He enrolled at Alfred University and immersed himself in the performing arts, studying acting, directing, writing, and production design.
Amarakoon graduated from Alfred with a degree in theater and today is chair of the Technical Design and Production Department and Director of Production at the School of Drama and Yale Repertory Theater.
Zupan spoke of the spirit of generosity and giving back that is prevalent at Alfred University, as exemplified by Marlin Miller ’54, ’89 HD. A former chair of the University’s Board of Trustees, Miller graduated from Alfred University with a bachelor’s degree in ceramic engineering. He developed an appreciation for the arts while a student at Alfred and has gone on to become the University’s greatest benefactor.

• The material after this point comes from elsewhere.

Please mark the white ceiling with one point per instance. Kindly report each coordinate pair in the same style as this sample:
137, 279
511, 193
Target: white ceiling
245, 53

His gifts have funded the construction of three buildings dedicated to the arts: Miller Performing Arts Center (opened in 1995), Miller Theater (opened in 2010), and the Alfred Ceramic Art Museum (opened last year). He also has funded three endowed faculty/staff positions, supported the dance program at Alfred University, endowed significant scholarships, and been a leader of the University’s Strategic Investment Fund. “Marlin’s first philanthropic investment involved $200 for the Alfred Fund. When reviewing all the support that he has provided the University since then, Marlin noted that he feels that each gift, no matter the size, has been meaningful to him and that he has been privileged to be able to invest in our University’s future,” Zupan said.